Si no es con la sujeción, ¿con qué reservas contamos para formar ese espacio de crecimiento? ¿A qué podemos invocar para hallar seguridad en pleno desbordamiento? Si bien no está en nuestra mano realizar acciones subjetivas, como el encauzamiento o la reorientación, que exigen un suelo que ya no se da, sí podemos provocar[8] al mundo para que éste nos «ponga en camino» de nuevas experiencias liberadoras. Por la acción del provocar el mundo puede aparecérsenos de un modo enteramente nuevo y disponible para iniciar relaciones con él no basadas en la explotación y el dominio. En efecto, estando en el exceso, sin poder evitar ser afectados por él, podemos, provocadoramente, tomar distancia respecto del mundo de manera que éste deje de interpelarnos como trabajadores, usuarios o consumidores, y lo haga considerándonos como seres necesitados de sentido y verdad. Así, la filosofía, la ciencia o las artes, cuando dejan de servir al imperativo del rendimiento y responden al deseo desinteresado de conocimiento, son capaces de abrir espacios para la reflexión y de afianzar los vínculos humanos: El dios del fuego sirve al hombre primitivo para relacionarse provechosamente con la Naturaleza, la substancia aristotélica para conocer el mundo con vistas a la provisión de un sentido, o las fuerzas gravitacionales de Newton para organizar el flujo empírico en un cosmos.
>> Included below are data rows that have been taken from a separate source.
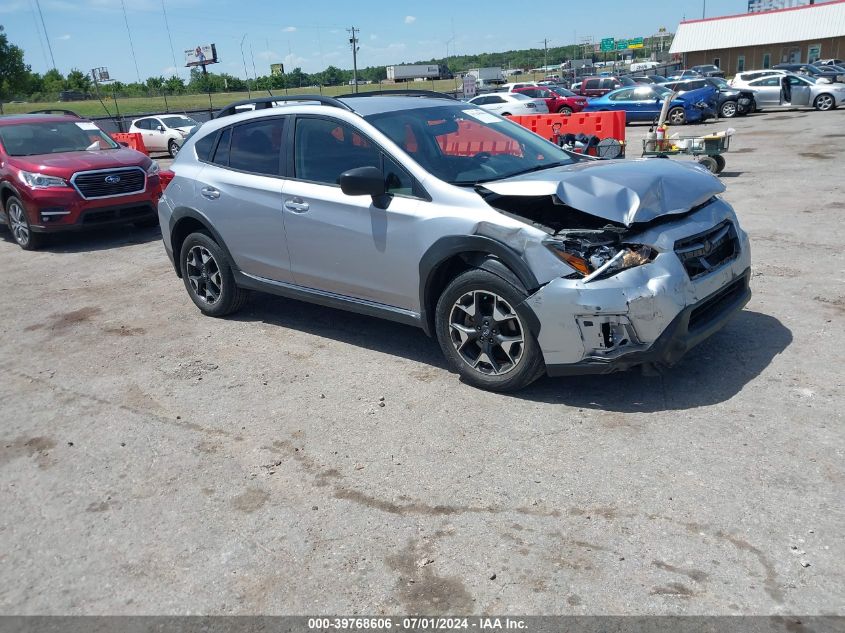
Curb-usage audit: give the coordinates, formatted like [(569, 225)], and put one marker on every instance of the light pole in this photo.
[(353, 41)]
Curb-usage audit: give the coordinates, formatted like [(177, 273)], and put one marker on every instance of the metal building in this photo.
[(759, 40)]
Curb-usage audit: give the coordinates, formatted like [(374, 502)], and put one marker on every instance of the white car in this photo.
[(790, 90), (520, 84), (164, 133), (507, 103), (741, 80)]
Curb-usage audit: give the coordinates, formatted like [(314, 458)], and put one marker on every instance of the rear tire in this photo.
[(824, 102), (19, 226), (209, 280), (676, 116), (728, 110), (482, 328)]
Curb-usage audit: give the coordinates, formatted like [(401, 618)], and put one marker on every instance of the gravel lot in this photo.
[(156, 461)]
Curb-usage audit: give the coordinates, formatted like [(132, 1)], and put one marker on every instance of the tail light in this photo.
[(164, 177)]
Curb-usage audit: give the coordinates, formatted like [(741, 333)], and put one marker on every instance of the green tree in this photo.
[(54, 83), (13, 72)]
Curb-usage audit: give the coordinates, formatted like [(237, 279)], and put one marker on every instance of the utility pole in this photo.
[(353, 41), (46, 37), (246, 73), (545, 55)]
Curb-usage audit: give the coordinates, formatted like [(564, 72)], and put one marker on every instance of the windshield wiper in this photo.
[(533, 169)]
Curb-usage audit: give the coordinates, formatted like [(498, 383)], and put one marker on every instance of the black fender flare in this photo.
[(182, 213), (479, 252), (4, 187)]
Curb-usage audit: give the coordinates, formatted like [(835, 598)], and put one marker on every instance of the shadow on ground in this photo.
[(99, 239), (713, 372)]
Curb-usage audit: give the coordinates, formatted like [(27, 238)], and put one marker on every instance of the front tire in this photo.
[(482, 328), (824, 102), (677, 116), (19, 225), (208, 277)]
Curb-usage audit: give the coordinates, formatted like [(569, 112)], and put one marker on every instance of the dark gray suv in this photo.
[(518, 257)]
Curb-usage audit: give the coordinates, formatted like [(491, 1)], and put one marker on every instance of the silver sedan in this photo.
[(797, 90)]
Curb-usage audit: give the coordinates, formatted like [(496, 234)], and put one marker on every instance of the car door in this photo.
[(623, 100), (145, 127), (767, 91), (348, 245), (648, 103), (240, 190)]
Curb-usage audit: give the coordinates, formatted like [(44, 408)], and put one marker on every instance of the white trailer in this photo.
[(409, 72), (489, 75)]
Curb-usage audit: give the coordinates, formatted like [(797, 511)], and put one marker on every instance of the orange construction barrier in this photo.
[(133, 140), (601, 124)]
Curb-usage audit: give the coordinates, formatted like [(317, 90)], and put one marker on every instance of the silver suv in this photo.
[(519, 257)]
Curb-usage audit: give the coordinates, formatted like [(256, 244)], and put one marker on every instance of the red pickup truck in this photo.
[(600, 86), (557, 99)]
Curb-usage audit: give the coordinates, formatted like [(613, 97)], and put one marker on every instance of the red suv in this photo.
[(59, 173), (557, 99), (600, 86)]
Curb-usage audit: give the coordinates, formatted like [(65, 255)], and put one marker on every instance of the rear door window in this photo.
[(256, 147), (324, 149)]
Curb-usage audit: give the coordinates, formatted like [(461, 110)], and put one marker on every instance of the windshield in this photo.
[(32, 139), (465, 146), (178, 121)]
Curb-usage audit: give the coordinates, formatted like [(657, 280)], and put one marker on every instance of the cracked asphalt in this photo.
[(153, 461)]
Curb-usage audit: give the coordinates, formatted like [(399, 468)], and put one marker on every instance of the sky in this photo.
[(85, 34)]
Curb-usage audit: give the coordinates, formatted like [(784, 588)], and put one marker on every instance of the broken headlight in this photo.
[(597, 258)]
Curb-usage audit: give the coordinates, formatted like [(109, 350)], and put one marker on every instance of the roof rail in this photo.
[(399, 92), (57, 111), (261, 103)]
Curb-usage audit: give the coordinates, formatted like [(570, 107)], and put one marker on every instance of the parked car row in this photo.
[(505, 276)]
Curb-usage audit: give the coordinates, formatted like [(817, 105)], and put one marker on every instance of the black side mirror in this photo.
[(362, 181)]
Junto al «pensar», que genera la creación de espacios sustraídos del exceso, también el «amparar» y el «abrazar» posibilitan una nueva apertura al otro. En efecto, fruto de aquel provocar, por el que el mundo deja de llamarnos para su explotación y consumo, éste se revela en su cualidad de «ser vulnerable», propiciando el amparo y el cuidado humanos[9]; o en su cualidad de «ser próximo», apareciendo la atención y el agradecimiento como actitudes éticas[10]. También el agradecimiento y el abrazo son actos gratuitos, generosos, no movilizados por el imperativo de sobreexplotación ni afectados por el exceso. Nada hay que apremie a agradecer, nada que exceda el abrazo. En definitiva, es en la distancia cuando el mundo deja de comportarse conforme a la lógica del rendimiento y de la producción, afianzándose los lazos humanos y apareciendo nuevos caminos para el desarrollo de la individualidad; porque, si bien no podemos evitar padecer la acción disgregadora del exceso, sí está en nuestra mano hacer lo posible por forjar, aún dentro de él, centros existenciales desde los que recobrar nuestra mismisidad. Casi se ha convertido en el nuevo imperativo para un tiempo de excesos.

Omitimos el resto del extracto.